Consider how bullish gold timers became last summer, as judged by the average recommended gold market exposure among a subset of several dozen gold timers. (This average is what's reported as the Hulbert Gold Newsletter Sentiment Index, or HGNSI.)
As you can see from the accompanying chart, the HGNSI in July rose to near its highest level since data began being collected in 2000 - far into the zone that in previous columns I've identified as extreme bullishness.
As I reported at the time, contrarian analysis forecasted tough times for gold in subsequent weeks and months. From its August high to its low last week, gold bullion lost nearly $300 an ounce in value. Gold shares, as represented by the VanEck Vectors Gold Miners ETF fell 25%.

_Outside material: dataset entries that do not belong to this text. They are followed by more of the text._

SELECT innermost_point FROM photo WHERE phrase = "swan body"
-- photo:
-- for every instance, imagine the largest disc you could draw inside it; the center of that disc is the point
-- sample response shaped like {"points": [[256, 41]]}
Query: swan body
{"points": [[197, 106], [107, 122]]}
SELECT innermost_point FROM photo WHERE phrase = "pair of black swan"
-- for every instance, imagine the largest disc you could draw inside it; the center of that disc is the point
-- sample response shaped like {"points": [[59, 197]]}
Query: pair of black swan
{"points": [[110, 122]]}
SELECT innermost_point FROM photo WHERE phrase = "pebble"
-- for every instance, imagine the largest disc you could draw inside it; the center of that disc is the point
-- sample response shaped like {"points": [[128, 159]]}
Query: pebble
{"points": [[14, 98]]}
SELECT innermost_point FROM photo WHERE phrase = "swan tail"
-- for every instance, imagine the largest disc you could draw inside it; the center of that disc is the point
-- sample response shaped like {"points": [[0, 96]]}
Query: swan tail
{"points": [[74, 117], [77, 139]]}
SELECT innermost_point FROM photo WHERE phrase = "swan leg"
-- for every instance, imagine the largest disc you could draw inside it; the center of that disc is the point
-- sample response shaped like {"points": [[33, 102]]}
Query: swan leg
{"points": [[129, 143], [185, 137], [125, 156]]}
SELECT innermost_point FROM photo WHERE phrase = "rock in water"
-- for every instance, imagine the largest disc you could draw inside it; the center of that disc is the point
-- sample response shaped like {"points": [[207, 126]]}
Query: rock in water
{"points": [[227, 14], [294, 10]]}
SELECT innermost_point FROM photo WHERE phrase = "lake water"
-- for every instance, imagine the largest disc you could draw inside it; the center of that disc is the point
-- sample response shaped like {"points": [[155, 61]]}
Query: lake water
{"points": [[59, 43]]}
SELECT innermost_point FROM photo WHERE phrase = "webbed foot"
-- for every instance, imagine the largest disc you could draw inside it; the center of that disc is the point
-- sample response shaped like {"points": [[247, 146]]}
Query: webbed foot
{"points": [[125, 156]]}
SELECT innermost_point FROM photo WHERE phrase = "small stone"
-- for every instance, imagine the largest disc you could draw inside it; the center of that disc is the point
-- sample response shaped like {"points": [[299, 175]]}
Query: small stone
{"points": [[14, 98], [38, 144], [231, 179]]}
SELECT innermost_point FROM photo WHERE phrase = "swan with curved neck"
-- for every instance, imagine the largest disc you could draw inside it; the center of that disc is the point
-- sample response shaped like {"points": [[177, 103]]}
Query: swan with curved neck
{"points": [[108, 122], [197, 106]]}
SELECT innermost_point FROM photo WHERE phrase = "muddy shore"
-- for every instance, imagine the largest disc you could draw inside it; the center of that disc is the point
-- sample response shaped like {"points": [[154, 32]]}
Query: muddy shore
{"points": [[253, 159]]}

At last week's low, in contrast, the summer's excessive bullishness had finally been worked off, and the HGNSI briefly dipped into the bottom 10% of the historical distribution - the zone that contrarians consider extreme bearishness. Since then gold has rallied. Because the HGNSI has jumped along with gold since last week, it is at the 35 percentile of the distribution - squarely in the neutral zone.
To be sure, gold's experience since the summer is just one data point. The table below summarizes the average returns over the past two decades of the VanEck Vectors Gold Miners ETF in the wake of HGNSI top-decile and bottom-decile readings. Notice that the ETF did well, on average, amid the lowest HGNSI readings, and lost ground after the highest readings.
Notice that this table focuses on the gold market's near-term prospects - no further out than the subsequent three months. That's because contrarian analysis is a short-term timing tool, shedding no light on where the market may be a year or more from now.
What about market timers in the stock and bond arenas?
The gold market is just one of four arenas in which I track market timers' average exposure levels. The others are the general stock market, the Nasdaq stock market and bonds. Each month in this space I will be highlighting one of them and analyzing what it's saying from a contrarian point of view.
In the meantime, the accompanying chart summarizes where the timers currently stand. Notice that the stock market is the arena in which the average market timer currently is closest to an extreme. The average market timer who focuses on the broad stock market is more bullish than 81.3% of the days since 2000, while Nasdaq-oriented timers are more bullish than 86.9% of the days. Those readings are just shy of the 90 percentile threshold that I have been using to define the zone of extreme bullishness.
Things could change quickly. But contrarians right now are especially alert to the possibility than in coming days the stock market timers will become excessively bullish.